Add the parser to NOMAD

NOMAD has to manage multiple parsers and during processing needs to decide what parsers to run on what files. To decide what parser is use, NOMAD processing relies on specific parser attributes.

Consider the example, where we use the MatchingParser constructor to add additional attributes that determine for what files the parser is indented:

class ExampleParser(MatchingParser):
    def __init__(self):
        super().__init__(
            name='parsers/example', code_name='EXAMPLE', code_homepage='https://www.example.eu/',
            mainfile_mime_re=r'(application/.*)|(text/.*)',
            mainfile_contents_re=(r'^\s*#\s*This is example output'))
  • mainfile_mime_re: A regular expression on the mime type of files. The parser is only run on files with matching mime type. The mime-type is guessed with libmagic.

  • mainfile_contents_re: A regular expression that is applied to the first 4k of a file. The parser is only run on files where this matches.

  • mainfile_name_re: A regular expression that can be used to match against the name and path of the file.

Not all of these attributes have to be used. Those that are given must all match in order to use the parser on a file.

The nomad infrastructure keep a list of parser objects (in nomad/parsing/parsers.py::parsers). These parser are considered in the order they appear in the list. The first matching parser is used to parse a given file.

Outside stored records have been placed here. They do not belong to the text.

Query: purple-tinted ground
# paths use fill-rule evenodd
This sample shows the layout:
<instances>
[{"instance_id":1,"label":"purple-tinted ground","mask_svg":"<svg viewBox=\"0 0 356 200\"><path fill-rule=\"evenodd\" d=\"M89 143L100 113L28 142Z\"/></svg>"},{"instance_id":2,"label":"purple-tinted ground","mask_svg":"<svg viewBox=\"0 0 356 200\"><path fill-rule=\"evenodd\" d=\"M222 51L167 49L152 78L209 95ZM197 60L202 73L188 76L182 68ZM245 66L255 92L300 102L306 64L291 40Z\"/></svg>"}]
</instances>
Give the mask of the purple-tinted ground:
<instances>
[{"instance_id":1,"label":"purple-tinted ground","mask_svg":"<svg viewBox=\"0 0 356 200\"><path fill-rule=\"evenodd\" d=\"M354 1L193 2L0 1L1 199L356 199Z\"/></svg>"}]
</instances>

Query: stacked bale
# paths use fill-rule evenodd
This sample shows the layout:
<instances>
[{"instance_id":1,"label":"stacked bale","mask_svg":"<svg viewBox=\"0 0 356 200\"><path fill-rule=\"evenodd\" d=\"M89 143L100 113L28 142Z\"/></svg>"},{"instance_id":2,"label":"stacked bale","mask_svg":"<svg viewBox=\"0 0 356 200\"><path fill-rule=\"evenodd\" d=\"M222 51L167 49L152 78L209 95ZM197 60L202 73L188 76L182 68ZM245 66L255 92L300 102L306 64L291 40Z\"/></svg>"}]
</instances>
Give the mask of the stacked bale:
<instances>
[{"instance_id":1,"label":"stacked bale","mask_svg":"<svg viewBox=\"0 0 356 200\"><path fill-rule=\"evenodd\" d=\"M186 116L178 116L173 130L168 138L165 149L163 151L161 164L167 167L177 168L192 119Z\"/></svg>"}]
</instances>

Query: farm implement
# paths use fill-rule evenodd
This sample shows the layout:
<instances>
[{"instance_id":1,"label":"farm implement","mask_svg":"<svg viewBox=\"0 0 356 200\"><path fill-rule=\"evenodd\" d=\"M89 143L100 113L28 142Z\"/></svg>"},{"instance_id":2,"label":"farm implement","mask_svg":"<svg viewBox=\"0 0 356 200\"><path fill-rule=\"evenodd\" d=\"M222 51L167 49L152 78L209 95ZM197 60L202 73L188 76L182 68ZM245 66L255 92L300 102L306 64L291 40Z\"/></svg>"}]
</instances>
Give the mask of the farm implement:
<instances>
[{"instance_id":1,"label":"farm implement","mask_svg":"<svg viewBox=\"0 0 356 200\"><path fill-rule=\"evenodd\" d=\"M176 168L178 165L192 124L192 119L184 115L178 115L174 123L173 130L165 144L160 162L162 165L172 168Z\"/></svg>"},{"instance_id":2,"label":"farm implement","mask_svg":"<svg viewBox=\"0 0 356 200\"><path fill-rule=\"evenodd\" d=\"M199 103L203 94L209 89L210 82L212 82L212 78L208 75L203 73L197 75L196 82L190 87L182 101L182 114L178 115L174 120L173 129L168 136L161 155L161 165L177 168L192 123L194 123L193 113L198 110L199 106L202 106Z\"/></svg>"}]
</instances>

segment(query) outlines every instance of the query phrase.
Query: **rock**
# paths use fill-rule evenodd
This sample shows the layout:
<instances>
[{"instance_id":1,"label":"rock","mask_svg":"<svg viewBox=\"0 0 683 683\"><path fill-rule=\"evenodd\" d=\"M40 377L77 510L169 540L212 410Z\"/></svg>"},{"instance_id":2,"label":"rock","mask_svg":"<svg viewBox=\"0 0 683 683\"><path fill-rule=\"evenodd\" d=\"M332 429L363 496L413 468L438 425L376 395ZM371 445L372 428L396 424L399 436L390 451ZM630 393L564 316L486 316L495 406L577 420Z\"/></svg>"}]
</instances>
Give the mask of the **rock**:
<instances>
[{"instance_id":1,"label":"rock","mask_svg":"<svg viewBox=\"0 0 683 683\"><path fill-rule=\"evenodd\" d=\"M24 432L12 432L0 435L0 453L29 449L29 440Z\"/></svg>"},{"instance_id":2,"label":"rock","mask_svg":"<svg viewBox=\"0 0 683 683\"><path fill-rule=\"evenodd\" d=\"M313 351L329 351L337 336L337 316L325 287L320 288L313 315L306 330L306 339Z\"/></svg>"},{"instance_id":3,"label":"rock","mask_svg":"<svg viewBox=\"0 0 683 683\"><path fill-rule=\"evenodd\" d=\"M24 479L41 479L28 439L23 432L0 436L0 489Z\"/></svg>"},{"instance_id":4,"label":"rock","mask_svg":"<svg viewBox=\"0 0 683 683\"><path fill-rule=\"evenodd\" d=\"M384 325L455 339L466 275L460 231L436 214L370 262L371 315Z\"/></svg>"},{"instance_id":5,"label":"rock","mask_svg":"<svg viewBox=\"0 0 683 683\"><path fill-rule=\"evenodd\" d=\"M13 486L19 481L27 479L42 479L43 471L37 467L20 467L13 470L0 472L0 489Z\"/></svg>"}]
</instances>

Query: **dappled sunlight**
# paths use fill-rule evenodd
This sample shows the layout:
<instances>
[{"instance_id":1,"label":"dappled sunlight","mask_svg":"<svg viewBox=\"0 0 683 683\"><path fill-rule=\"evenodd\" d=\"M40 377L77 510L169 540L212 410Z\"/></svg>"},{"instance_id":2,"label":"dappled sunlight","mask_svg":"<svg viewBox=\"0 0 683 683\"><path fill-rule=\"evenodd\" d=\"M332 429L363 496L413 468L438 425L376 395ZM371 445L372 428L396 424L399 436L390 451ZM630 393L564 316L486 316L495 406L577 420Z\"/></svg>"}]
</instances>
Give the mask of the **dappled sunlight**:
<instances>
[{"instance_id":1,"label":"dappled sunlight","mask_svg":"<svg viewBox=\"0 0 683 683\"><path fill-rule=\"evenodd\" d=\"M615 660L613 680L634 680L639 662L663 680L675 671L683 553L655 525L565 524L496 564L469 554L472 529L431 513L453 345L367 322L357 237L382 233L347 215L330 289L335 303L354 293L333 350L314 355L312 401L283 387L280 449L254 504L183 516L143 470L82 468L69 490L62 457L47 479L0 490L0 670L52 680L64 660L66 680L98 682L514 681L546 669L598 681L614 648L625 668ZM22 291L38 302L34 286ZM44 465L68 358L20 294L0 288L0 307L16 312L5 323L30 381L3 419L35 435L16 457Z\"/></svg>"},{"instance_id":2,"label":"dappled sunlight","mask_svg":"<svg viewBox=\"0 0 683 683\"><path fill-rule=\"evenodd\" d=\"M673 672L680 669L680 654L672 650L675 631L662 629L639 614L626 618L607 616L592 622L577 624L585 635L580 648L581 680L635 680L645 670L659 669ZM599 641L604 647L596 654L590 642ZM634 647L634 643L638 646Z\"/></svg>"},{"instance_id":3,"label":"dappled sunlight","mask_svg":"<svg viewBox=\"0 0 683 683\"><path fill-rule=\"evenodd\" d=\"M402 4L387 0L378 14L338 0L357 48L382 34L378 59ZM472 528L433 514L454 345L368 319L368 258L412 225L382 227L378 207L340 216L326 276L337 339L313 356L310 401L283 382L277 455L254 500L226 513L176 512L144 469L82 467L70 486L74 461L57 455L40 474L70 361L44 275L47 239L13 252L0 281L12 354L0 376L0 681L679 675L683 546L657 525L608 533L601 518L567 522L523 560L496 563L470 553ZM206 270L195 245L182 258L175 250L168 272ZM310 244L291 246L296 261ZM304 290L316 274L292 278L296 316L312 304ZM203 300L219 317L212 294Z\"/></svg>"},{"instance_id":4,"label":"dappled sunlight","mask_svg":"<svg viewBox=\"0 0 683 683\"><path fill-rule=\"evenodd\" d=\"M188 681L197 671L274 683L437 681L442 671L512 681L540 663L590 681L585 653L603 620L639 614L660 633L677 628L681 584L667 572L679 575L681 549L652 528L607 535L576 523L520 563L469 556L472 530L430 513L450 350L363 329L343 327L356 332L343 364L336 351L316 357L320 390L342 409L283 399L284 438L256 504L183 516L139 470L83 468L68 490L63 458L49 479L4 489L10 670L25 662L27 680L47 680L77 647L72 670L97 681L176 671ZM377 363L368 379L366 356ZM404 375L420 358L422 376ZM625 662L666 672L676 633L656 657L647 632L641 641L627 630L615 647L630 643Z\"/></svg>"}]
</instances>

While each parser project should provide its own tests, a single example file should be added to the infrastructure parser tests (tests/parsing/test_parsing.py).

Once the parser is added, it become also available through the command line interface and normalizers are applied as well:

nomad parser tests/data/example.out

Developing an existing parser

To develop an existing parser, you should install all parsers:

pip install nomad-lab[parsing]

Close the parser project on top:

git clone <parser-project-url>
cd <parser-dir>

Either remove the installed parser and pip install the cloned version:

rm -rf <path-to-your-python-env>/lib/python3.7/site-packages/<parser-module-name>
pip install -e .

Or use PYTHONPATH so that the cloned code takes precedence over the installed code:

PYTHONPATH=. nomad parser <path-to-example-file>

Alternatively, you can also do a full developer setup of the NOMAD infrastructure and develop the parser there.